In the end, we accidentally nudged the lever forward – essentially, more like rotating it clockwise – and the seat suddenly shot down to its lowest setting with us still in it, a comically surprised expression now on our face. Since we learned this lever trick, it’s been very easy to operate the lift to precise height increments, each acknowledged by a satisfying puff from the gas cylinder.

Boulies Effectual Chair Inline 1

Image credit: Boulies

The rest of the Effectual chair seems almost infinitely adjustable. The soft-touch plastic armrests are very nice and can be rotated on the horizontal plane outwards and inwards, as well as forwards or backwards, to help you find the perfect position.

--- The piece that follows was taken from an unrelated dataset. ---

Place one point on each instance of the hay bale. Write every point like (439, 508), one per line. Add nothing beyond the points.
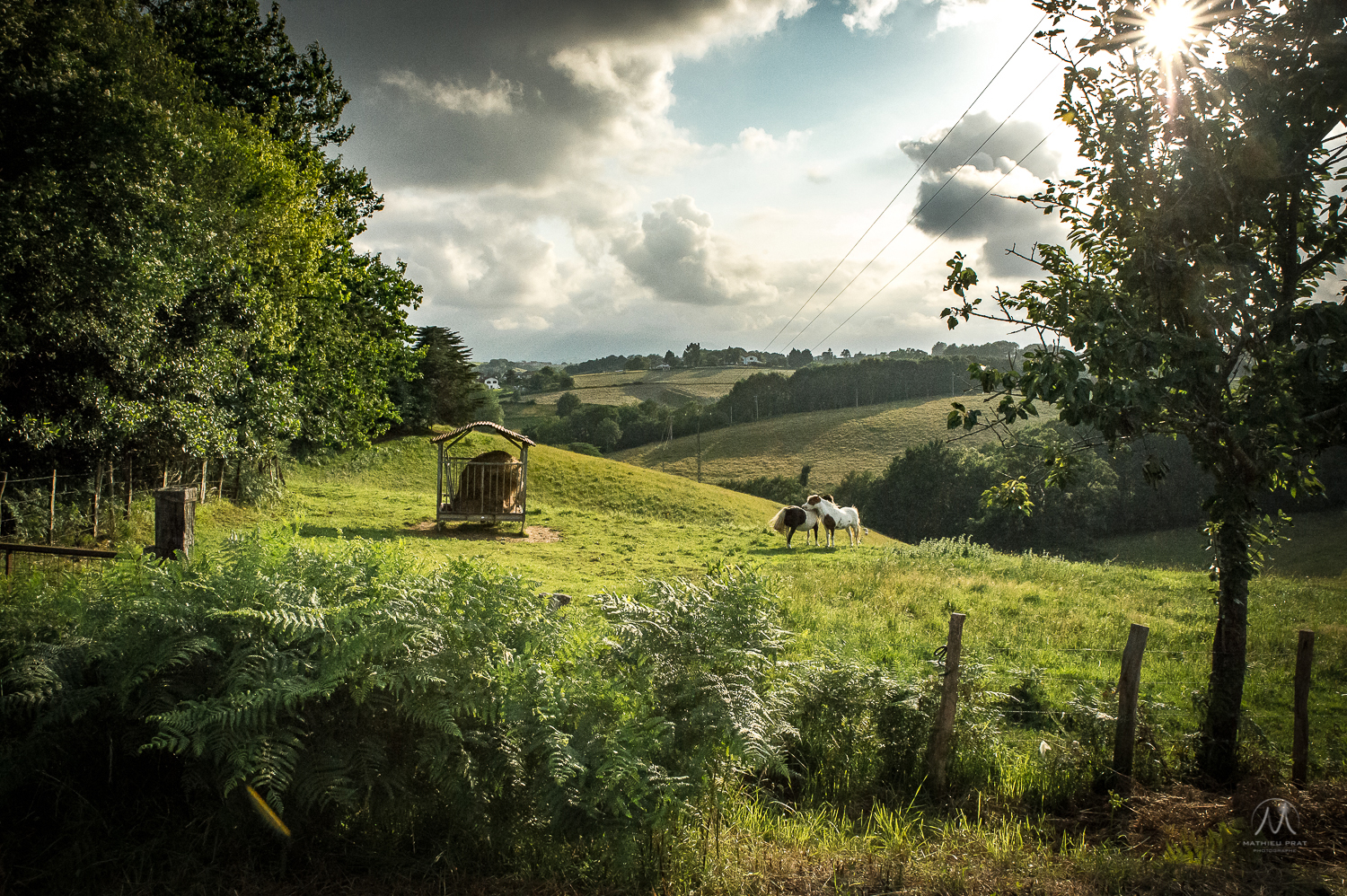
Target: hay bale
(489, 484)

The backrest has four different angles – 95°, 113°, 125°, 135° – of vertical positioning, which are selected by simply pulling out that same lever as had us bobbing up and down. Find your sweet spot and then push the lever back in to lock the backrest in place. It’s very easy – and take it from us, 135° is incredibly laid back! You could freelance as a dentist with a chair at this angle of inclination (but you shouldn’t, obviously).

The headrest cushions the neck nicely when you lay back. Most of the time when typing or reading, you’re likely to be sitting more upright, so the headrest is not in constant contact with the back of your head and neck. When you want to lean back and close your eyes or take a refreshing nap, the Effectual’s head rest is there to cradle and support your lolling melon.

The head rest is adjustable in the vertical sense and also rotates to help you find the perfect angle. With the same mesh cover designed to be breathable, the plastic frame behind it is not solid. Whether this was intentional or not, we’ve found it useful to be able to reach our arms back behind our head and easily grab the headrest at each end to adjust it.

The only negative observation is that at its maximum vertical extension, the headrest doesn’t stay in place. Instead, it drops down a centimetre, so we have to readjust it every time we want to lay back. This feels like the result of basic gravity – we’ve noticed the same behaviour with headrests in a lot of cars. It’s only a minor inconvenience, but the truth remains that you can’t lock the headrest in place.

The seat itself also slides in and out, and there’s full lumbar support – the firmness of which can be controlled via a dial on the rear of the chair, much like many car seats these days – so a short period of experimentation will teach you everything you need to know about this chair’s charms.

Boulies Effectual Chair Inline 2

Image credit: Boulies

Recommended for humans with a height of between 165-190cm and a maximum weight of 135kg, the Effectual Series chair will do well for most people. Obviously, the closer you get to those recommended statistics – or if you exceed them – you may enjoy less flexibility. For anyone comfortably in the zone, though, it’s a great working chair.

Boulies also talks up the chair’s gaming potential and for sure, anything you might conceivably use a chair for, the Effectual will handle it with aplomb. At £280 RRP, though, you’d have to be taking your gaming furniture needs fairly seriously to lay out that kind of investment. Mostly, the Effectual Series chairs are intended for business business.

If that sounds like you, with a two-year warranty and 14-days return policy, Boulies seem keen to get you seated in one of their chairs and are then prepared to stand by the quality of the product. That’s reassuring, especially in these straitened times.

An office chair might not be the most exciting purchase you’ll make all year, but it could be one of the most important. Given that you will probably spend more time sitting on your work chair than with any other piece of furniture – with the possible exception of your bed – getting a good, supportive model is crucial. Available in either a black or grey finish (both pictured above), Boulies’ Effectual Series chairs are definitely worth considering in your search for the perfect seat.